| name | livewire-principles |
| description | Principles for writing simple, maintainable Laravel/Livewire code. Use when writing Livewire components, tests, or Blade views. Focuses on avoiding over-engineering. |
Laravel/Livewire Principles
The right mindset prevents over-engineering before it starts.
These principles guide you toward simple, maintainable code. They're not rules to follow blindly - they're questions to ask yourself as you write.
1. Trust the Framework
Laravel validation works. Livewire form binding works. Eloquent relationships work. Don't rebuild what's already there.
Ask yourself: "Does the framework already handle this?"
If Livewire tracks when a form field changes, you don't need to track it too. If Laravel validation rejects invalid input, you don't need to check it again. If an enum cast throws on invalid values, you don't need a guard clause.
// The framework handles this - you don't need to
public function save(): void
{
$this->validate(); // Laravel validates
$this->form->save(); // Done
}
2. Test Behavior, Not Implementation
Test what users see and what data changes. If a test would break when you refactor (without changing behavior), it's testing implementation details.
Ask yourself: "Would this test break if I refactored without changing behavior?"
Good tests survive refactoring. They verify outcomes: "A role was created in the database." They don't verify mechanics: "A modal closed and a property was reset."
// Test behavior: what changed in the world?
it('creates a new role', function () {
Livewire::test(RolesList::class)
->set('roleName', 'Editor')
->call('saveRole');
expect(Role::where('name', 'Editor')->exists())->toBeTrue();
});
// Not implementation: what happened inside the component?
// (Don't test that $isModalOpen became false)
3. Let Errors Surface
Don't hide problems with defensive guards and silent returns. On a trusted network with error monitoring, exceptions are helpful - they tell you something's wrong.
Ask yourself: "Am I hiding a problem or solving it?"
If invalid data reaches your code through normal use, fix the source. If it can only arrive through deliberate manipulation, let it fail loudly - that's useful information.
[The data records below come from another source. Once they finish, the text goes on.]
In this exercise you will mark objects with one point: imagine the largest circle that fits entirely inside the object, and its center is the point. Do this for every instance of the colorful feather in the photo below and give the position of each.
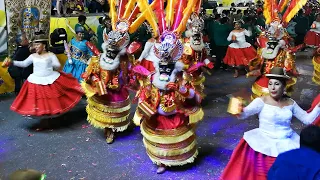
(186, 15)
(293, 9)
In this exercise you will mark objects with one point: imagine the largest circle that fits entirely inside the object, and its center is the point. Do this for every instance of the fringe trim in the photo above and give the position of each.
(168, 152)
(137, 118)
(166, 139)
(88, 90)
(105, 108)
(101, 125)
(101, 117)
(196, 116)
(316, 64)
(174, 163)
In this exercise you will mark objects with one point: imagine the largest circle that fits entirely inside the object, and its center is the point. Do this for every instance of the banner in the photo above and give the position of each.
(27, 16)
(3, 30)
(69, 23)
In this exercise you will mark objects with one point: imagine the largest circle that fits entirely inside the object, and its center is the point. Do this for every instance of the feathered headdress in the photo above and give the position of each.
(273, 7)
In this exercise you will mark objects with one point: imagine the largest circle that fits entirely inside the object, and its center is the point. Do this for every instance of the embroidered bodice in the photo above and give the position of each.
(274, 135)
(241, 39)
(43, 72)
(317, 29)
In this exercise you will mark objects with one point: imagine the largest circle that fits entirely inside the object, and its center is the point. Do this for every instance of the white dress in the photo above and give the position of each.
(43, 66)
(274, 135)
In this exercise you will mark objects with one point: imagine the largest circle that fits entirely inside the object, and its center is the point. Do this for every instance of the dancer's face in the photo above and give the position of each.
(39, 47)
(276, 88)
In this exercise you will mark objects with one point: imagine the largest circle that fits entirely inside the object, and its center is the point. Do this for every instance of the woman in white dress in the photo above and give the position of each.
(46, 92)
(257, 151)
(239, 52)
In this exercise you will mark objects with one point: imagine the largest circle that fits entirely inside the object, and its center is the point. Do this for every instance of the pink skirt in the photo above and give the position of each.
(239, 56)
(312, 39)
(247, 164)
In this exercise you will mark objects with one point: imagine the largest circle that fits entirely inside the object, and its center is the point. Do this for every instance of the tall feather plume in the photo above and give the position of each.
(170, 12)
(129, 8)
(178, 16)
(113, 13)
(268, 10)
(282, 5)
(147, 14)
(121, 8)
(293, 9)
(186, 15)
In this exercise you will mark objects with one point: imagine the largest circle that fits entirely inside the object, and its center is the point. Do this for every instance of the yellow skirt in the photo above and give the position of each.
(171, 147)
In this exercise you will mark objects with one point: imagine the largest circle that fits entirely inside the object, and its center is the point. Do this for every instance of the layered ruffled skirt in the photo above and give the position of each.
(260, 87)
(247, 164)
(171, 140)
(110, 111)
(316, 72)
(312, 39)
(52, 99)
(239, 56)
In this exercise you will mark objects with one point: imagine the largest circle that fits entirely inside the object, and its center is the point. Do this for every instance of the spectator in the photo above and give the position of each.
(302, 163)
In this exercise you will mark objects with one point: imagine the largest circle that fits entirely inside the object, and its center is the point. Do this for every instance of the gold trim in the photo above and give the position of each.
(168, 138)
(160, 152)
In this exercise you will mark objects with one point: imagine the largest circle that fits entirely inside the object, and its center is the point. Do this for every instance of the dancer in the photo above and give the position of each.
(312, 37)
(79, 52)
(46, 92)
(196, 54)
(239, 53)
(168, 107)
(275, 48)
(316, 65)
(314, 104)
(258, 149)
(106, 77)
// Let it fail - this tells you something's wrong
public function updateLevel(int $skillId, SkillLevel $level): void
{
$this->user->skills()->updateExistingPivot($skillId, [
'level' => $level->value,
]);
}
// Don't silently swallow problems
// if (! $this->user) { return; } // Where did the user go?!
4. Simple Over Clever
The right amount of code is the minimum that works. If you're adding complexity "just in case" or "for future flexibility" - stop.
Ask yourself: "Am I adding this 'just in case'?"
Three similar lines are better than a premature abstraction. A button that's always visible is simpler than one that tracks whether it "should" be visible. Code you don't write has no bugs.
// Simple: always show the button, let validation handle invalid states
<flux:button type="submit">Save</flux:button>
// Over-engineered: track whether the form "deserves" a save button
// @if($isFormModified && $hasRequiredFields && !$isSaving)
5. The Happy Path is Enough (Usually)
Test that things work when used correctly. Edge cases requiring malicious intent don't need testing on internal staff apps.
Ask yourself: "Who would actually do this?"
Trusted staff won't open devtools to inject invalid form values. They won't craft malicious URLs to bypass validation. Test for realistic use, not theoretical attacks.
Caveat: Student-facing features need more care. There's always one who'll try it on. For features accessible to undergraduates, add appropriate validation and authorization.
// For staff apps: test the workflow works
it('assigns a role to a user', function () { ... });
// For student-facing: also test they can't access others' data
it('prevents students accessing other students records', function () { ... });
Questions Before You Code
Pause and ask:
Does the framework already handle this? If yes, don't rebuild it.
Am I testing what users see, or component internals? Test outcomes, not mechanics.
Would this test break if I refactored without changing behavior? If yes, it's testing implementation.
Am I adding this "just in case"? If yes, probably don't.
Who would actually do this? Trusted staff? Happy path is enough. Students? Be more careful.
Detailed Examples
For more thorough side-by-side comparisons, see:
- Component Examples - Form delegation, validation, modal patterns, Blade templates
- Test Examples - Behavior vs implementation tests, the refactoring test, staff vs student apps
What's Already Handled
Some things are already enforced or documented elsewhere:
- Validation hooks block:
DB::queries,@phpin Blade, Mockery mocks,assertDatabase,select()calls - CLAUDE.md documents: code style, Livewire conventions, testing practices, Eloquent patterns
- Flux skill covers: UI component patterns, button variants, modal triggers
This skill focuses on the mindset. The details are elsewhere.
The Underlying Philosophy
"Simplicity is the ultimate sophistication."
Write code that could be read aloud to a business stakeholder. If you find yourself explaining why you needed a FormModificationTracker service, something went wrong earlier.
The goal isn't to follow rules. It's to write code so obvious that rules aren't needed.